Some quick admin before we start: This story comes in at a little over 30K words; the sexy stuff is spread throughout, but as usual, it's definitely more in the back half than the front. Furthermore, my apologies to anyone who speaks Hindi for my use of Google Translate; I've never had much luck soliciting help through the forums, and asking my Indian friends for help with my jerkoff stories is...a little awkward. But please, feel free to drag me in the comments if you deem it necessary.
Other than that, I hope you enjoy!
= = = = =
Devika Singh didn't move out to Los Angeles to be "discovered."

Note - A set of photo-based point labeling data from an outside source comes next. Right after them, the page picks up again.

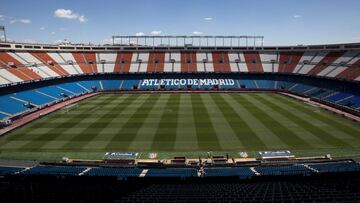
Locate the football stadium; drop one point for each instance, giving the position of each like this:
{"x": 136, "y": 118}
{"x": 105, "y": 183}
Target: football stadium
{"x": 177, "y": 118}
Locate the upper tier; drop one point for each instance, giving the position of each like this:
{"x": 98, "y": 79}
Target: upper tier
{"x": 29, "y": 62}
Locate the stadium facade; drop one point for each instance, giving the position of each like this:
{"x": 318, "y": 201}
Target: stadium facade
{"x": 43, "y": 73}
{"x": 37, "y": 77}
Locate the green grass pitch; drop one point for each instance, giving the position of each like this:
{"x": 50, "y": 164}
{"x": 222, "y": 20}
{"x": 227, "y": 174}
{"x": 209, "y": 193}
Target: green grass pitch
{"x": 183, "y": 124}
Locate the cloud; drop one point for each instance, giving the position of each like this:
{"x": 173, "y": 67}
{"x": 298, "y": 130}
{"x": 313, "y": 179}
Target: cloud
{"x": 139, "y": 34}
{"x": 156, "y": 32}
{"x": 69, "y": 14}
{"x": 24, "y": 21}
{"x": 197, "y": 33}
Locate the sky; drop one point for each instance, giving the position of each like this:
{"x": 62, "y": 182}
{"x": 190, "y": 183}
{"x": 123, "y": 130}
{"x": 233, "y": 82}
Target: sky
{"x": 281, "y": 22}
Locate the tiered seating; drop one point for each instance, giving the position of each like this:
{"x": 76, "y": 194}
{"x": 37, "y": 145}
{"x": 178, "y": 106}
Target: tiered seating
{"x": 338, "y": 96}
{"x": 64, "y": 59}
{"x": 172, "y": 172}
{"x": 336, "y": 167}
{"x": 283, "y": 170}
{"x": 111, "y": 84}
{"x": 129, "y": 84}
{"x": 33, "y": 97}
{"x": 266, "y": 191}
{"x": 250, "y": 84}
{"x": 106, "y": 62}
{"x": 7, "y": 170}
{"x": 54, "y": 170}
{"x": 242, "y": 172}
{"x": 340, "y": 64}
{"x": 10, "y": 105}
{"x": 72, "y": 87}
{"x": 120, "y": 173}
{"x": 265, "y": 84}
{"x": 90, "y": 84}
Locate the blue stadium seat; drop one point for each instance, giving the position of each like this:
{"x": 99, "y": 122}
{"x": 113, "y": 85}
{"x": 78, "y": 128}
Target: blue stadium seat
{"x": 120, "y": 173}
{"x": 55, "y": 170}
{"x": 33, "y": 97}
{"x": 172, "y": 172}
{"x": 265, "y": 84}
{"x": 249, "y": 84}
{"x": 111, "y": 84}
{"x": 336, "y": 167}
{"x": 4, "y": 170}
{"x": 283, "y": 170}
{"x": 73, "y": 87}
{"x": 10, "y": 105}
{"x": 242, "y": 172}
{"x": 129, "y": 84}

One day, it occurred to her that there was a whole subculture of humanity that was obsessed with celebrity, emotionally invested in Brad Pitt's relationships with Jennifer Aniston or Angelina Jolie or Marion Cotillard or whomever he was going to cheat on Marion Cotillard with. She wondered what that had to be like, to have every aspect of your private life speculated on by vain teenagers and bored housewives as if it was their favorite TV show, to have every last piece of shitty, smoky gossip scrutinized as fire. She asked herself how one would stay sane under such suffocating circumstances; she couldn't come up with a good answer. So while some of her friends entertained wild pipe dreams of red carpets and glamour, Devika set her sights lower: A menial job with good pay, a small house in a friendly neighborhood. If she could find that in her life and hold onto it, she'd be happy.
Still, when she was staring down the barrel of college and the next phase of her life, her knack for coding and yearning for sunshine led her to California. She expected to move to the Bay Area after graduating magna cum laude from USC and land a Silicon Valley gig. Instead, she got a competitive offer from Umbrla, an LA-based startup that would save her the trouble of a move upstate.
It was work, no matter how much they tried to gin it up with casual language, yoga classes, and an arcade and fro-yo machine in the break room. In fact, it was work that never seemed to end; Devika went from 8 to 8 Mondays through Fridays and every other Saturday and was on call 24/7. But maybe that was the point, she thought: To find life in the spaces between the gears. She thought she did a pretty good job with what little she had to work with. She moved into a Marina Del Rey apartment with a couple of other friends, did her morning jogs out on Venice Beach, and kept trying new and curious spots for her dates (which, to her chagrin, were always first or second dates). Work sucked, but it was part of the ebb of life that made its flow more satisfying. Right?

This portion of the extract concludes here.